I'm trying to create a piece of my spreadsheet that is an "average predictor". As an example: say a batsman has an average of 24 from 40 innings (in other words, has scored 960 runs). If he consistently performs at an average of 40 runs per innings from here on in, how many innings will it take for him to raise his career average to 30?
It's pretty easy to work this example out by hand, and just as easy to solve the general problem with a while loop. However, as mentioned, I can't use loops. Any ideas or suggestions?
You don't need a loop for this purpose. You can solve it by using the following formula (moving average):
(current_avg * current_innings + avg * x)/(current_innings + x) = goal_avg
You have to solve the equation for x.
Your example calculated on Wolfram Alpha:
Input: (24 * 40 + 40 * x)/(40 + x) = 30 solve x
Result: x=24
Link
As recommended by #StriplingWarrior in a comment on the question, write out the general equation, solve it algebraically, and use the resulting formula in your spreadsheet. The raw equation is given in the prior answer by #trylimits.
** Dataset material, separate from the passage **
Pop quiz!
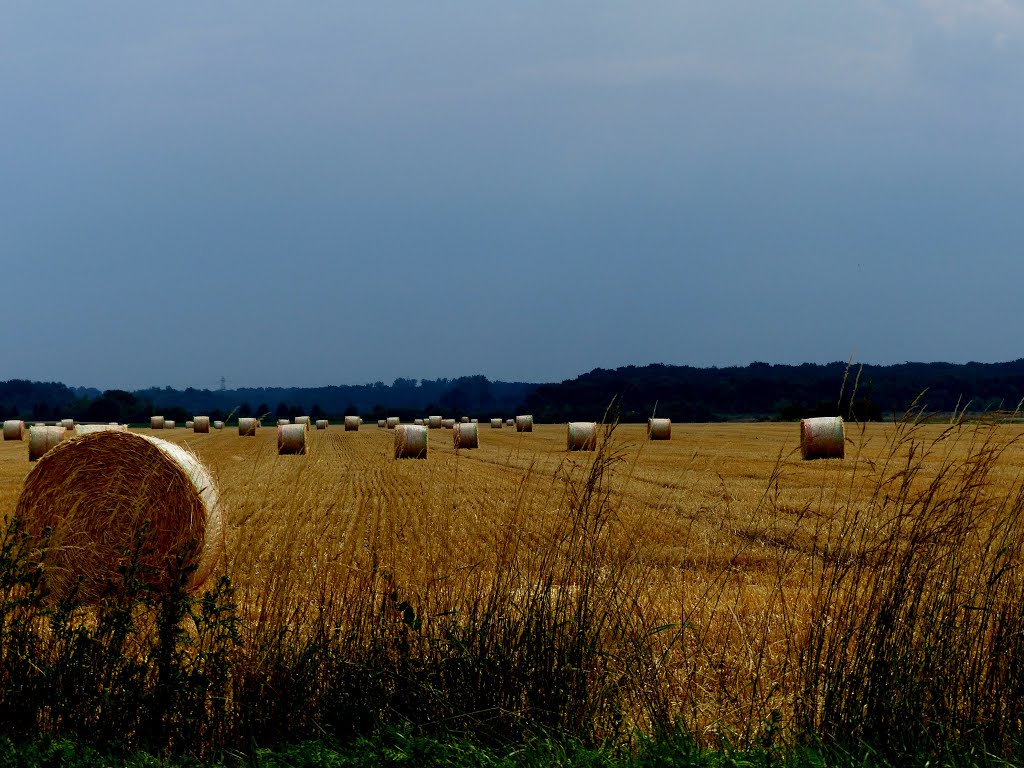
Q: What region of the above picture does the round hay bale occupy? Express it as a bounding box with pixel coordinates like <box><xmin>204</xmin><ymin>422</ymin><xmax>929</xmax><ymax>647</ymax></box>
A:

I'm using slightly different identifiers to bring out the symmetry of the problem:
(old_avg * old_innings + new_avg * new_innings)/(old_innings + new_innings)
= goal_avg
old_avg * old_innings + new_avg * new_innings
= goal_avg * (old_innings + new_innings)
old_avg * old_innings + new_avg * new_innings
= goal_avg * old_innings + goal_avg * new_innings
new_avg * new_innings - goal_avg * new_innings
= goal_avg * old_innings - old_avg * old_innings
new_innings * (new_avg - goal_avg) = old_innings * (goal_avg - old_avg)
If new_avg - goal_avg is zero there is no solution unless goal_avg - old_avg is also zero, in which case no change is required and new_innings can be zero. If new_avg - goal_avg is non-zero:
new_innings = old_innings * (goal_avg - old_avg) / (new_avg - goal_avg)
The right hand side of this equation is a formula you could put in a spreadsheet.
The values from the example are:
old_avg = 24
old_innings = 40
new_avg = 40
goal_avg = 30
new_innings = 40 * (30 - 24) / (40 - 30)
= 240 / 10
= 24